THREE YEARS AGO ANYBODY in the business could describe a Texas movie producer for you: loud talking, fast moving (white Eldorado), Frye boots, and a rodeo shirt to match his California girl friend’s; born in Brooklyn (where else?), with two quickies to his credit—one that four-walled Waco, Temple, and died, the other still playing some outdoor circuit in Alabama.

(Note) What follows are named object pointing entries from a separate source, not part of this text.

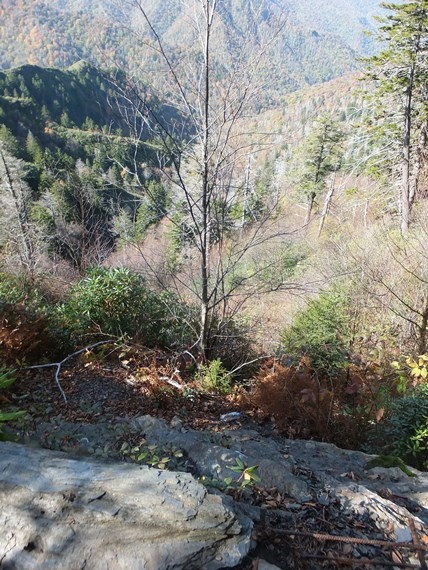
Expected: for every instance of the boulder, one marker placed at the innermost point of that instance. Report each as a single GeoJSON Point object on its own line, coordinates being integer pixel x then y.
{"type": "Point", "coordinates": [58, 512]}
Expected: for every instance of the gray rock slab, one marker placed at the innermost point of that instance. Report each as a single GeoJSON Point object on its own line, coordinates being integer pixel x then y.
{"type": "Point", "coordinates": [215, 453]}
{"type": "Point", "coordinates": [58, 512]}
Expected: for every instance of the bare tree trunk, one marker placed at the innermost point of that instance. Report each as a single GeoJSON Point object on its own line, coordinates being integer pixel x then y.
{"type": "Point", "coordinates": [311, 202]}
{"type": "Point", "coordinates": [17, 192]}
{"type": "Point", "coordinates": [327, 203]}
{"type": "Point", "coordinates": [405, 199]}
{"type": "Point", "coordinates": [423, 329]}
{"type": "Point", "coordinates": [419, 159]}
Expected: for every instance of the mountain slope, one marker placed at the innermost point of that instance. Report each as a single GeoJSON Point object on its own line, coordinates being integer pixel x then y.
{"type": "Point", "coordinates": [63, 32]}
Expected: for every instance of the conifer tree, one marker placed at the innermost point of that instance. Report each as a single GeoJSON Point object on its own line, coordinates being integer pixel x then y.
{"type": "Point", "coordinates": [400, 75]}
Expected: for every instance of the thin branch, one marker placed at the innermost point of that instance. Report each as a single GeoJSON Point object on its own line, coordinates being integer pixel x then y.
{"type": "Point", "coordinates": [59, 364]}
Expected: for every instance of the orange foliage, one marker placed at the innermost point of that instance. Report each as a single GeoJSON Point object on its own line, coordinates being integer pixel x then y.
{"type": "Point", "coordinates": [23, 335]}
{"type": "Point", "coordinates": [294, 397]}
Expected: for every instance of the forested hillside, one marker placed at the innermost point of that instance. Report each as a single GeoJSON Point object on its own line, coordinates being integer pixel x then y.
{"type": "Point", "coordinates": [216, 196]}
{"type": "Point", "coordinates": [97, 31]}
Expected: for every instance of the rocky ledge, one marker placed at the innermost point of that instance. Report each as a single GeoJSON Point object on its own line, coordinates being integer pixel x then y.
{"type": "Point", "coordinates": [83, 513]}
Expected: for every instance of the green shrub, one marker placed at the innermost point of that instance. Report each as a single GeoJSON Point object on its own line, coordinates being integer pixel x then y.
{"type": "Point", "coordinates": [321, 331]}
{"type": "Point", "coordinates": [117, 302]}
{"type": "Point", "coordinates": [214, 377]}
{"type": "Point", "coordinates": [7, 378]}
{"type": "Point", "coordinates": [13, 289]}
{"type": "Point", "coordinates": [408, 427]}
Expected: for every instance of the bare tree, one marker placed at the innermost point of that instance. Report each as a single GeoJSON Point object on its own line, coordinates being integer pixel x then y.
{"type": "Point", "coordinates": [204, 151]}
{"type": "Point", "coordinates": [17, 229]}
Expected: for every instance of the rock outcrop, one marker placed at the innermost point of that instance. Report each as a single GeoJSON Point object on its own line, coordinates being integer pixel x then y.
{"type": "Point", "coordinates": [58, 512]}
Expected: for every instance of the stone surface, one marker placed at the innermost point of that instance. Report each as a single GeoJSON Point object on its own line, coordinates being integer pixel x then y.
{"type": "Point", "coordinates": [58, 512]}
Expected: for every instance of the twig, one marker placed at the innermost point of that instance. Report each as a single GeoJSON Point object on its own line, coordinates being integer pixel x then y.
{"type": "Point", "coordinates": [360, 561]}
{"type": "Point", "coordinates": [417, 544]}
{"type": "Point", "coordinates": [353, 539]}
{"type": "Point", "coordinates": [59, 364]}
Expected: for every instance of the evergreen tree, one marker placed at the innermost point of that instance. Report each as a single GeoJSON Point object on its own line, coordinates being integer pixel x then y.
{"type": "Point", "coordinates": [400, 75]}
{"type": "Point", "coordinates": [320, 155]}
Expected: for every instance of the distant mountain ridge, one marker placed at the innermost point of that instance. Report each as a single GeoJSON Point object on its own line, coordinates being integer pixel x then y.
{"type": "Point", "coordinates": [317, 44]}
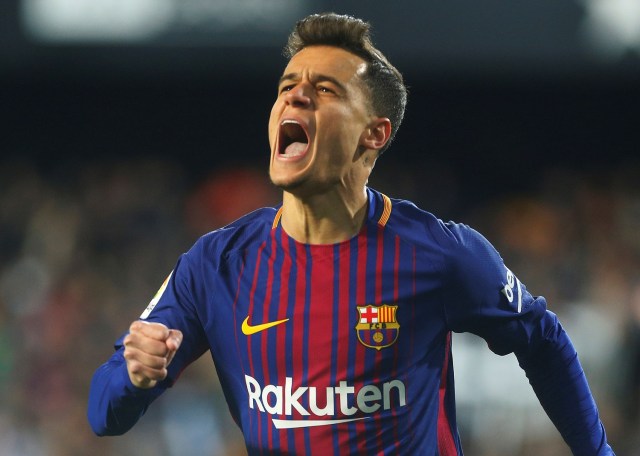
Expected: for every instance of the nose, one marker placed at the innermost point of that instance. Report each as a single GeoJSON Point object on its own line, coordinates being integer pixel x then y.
{"type": "Point", "coordinates": [298, 97]}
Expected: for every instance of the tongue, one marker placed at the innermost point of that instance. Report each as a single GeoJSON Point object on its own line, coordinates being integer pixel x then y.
{"type": "Point", "coordinates": [295, 149]}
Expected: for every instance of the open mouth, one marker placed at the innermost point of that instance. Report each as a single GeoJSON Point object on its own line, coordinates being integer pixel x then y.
{"type": "Point", "coordinates": [293, 140]}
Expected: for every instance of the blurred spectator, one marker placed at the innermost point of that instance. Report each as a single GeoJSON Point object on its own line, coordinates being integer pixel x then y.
{"type": "Point", "coordinates": [84, 247]}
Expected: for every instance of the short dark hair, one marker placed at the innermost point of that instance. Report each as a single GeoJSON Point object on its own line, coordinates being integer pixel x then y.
{"type": "Point", "coordinates": [383, 81]}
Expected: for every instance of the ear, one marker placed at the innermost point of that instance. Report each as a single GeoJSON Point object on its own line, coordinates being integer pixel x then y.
{"type": "Point", "coordinates": [376, 135]}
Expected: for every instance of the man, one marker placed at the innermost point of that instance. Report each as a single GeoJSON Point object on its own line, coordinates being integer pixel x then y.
{"type": "Point", "coordinates": [329, 319]}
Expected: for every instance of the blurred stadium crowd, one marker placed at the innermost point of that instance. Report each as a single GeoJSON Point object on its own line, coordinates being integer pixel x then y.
{"type": "Point", "coordinates": [85, 246]}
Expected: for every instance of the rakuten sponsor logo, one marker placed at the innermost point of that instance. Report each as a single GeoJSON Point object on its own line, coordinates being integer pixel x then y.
{"type": "Point", "coordinates": [283, 400]}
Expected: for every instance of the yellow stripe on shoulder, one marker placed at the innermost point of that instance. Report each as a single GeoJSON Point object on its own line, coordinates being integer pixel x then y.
{"type": "Point", "coordinates": [386, 211]}
{"type": "Point", "coordinates": [276, 219]}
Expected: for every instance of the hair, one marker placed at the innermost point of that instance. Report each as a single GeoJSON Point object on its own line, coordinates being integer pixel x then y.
{"type": "Point", "coordinates": [388, 93]}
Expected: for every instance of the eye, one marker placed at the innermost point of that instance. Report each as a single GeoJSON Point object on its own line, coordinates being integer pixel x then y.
{"type": "Point", "coordinates": [325, 89]}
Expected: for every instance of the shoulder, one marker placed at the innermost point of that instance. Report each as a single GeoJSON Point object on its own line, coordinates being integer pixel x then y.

Joseph Shelton Camp, Jr., scriptwriter, director, producer, president, and man-in-the-saddle for Mulberry Square Productions of Dallas, changed that image with a G-rated dog picture named Benji. This Texas product did the thing a movie must do first to be taken seriously. It made lots … and lots … of money. In fact, earlier this year when Variety, the show-biz Bible, listed the box office winners for 1975, Benji was in slot #3 behind that mechanical shark and that blazing skyscraper, with a gross of $30,000,000. Camp and his advertising chief Ken Roznoy protested that Variety must have its figures skewed; Benji ought to be somewhere like twelfth or thirteenth, but the protests did no good. The film world wanted the Texas movie mutt to be a hero. Benji, the film, became an industry legend, and Benji, the mutt, achieved some kind of screen immortality, not to mention international identification.
Whether #3 or #13, Benji was unquestionably a box-office bonanza. Mulberry Square became overnight the major movie producer outside Hollywood and New York and a rival for the world of Disney. The Benji story is no more amazing from its box-office figures than from other angles: not only was it shot in Texas (at McKinney, 40 miles north of Dallas), it was filmed by a Texas cinematographer (Don Reddy), scored by Texas musicians (Euel and Betty Box), written, directed, and produced by a Texan—his first feature film, on top of that—and when the chips got down, released and distributed from Dallas. All on a budget of $550,000, Texas money. The dog, alas, came from California.
Camp switched from dogs to dromedaries with his second picture, Hawmps!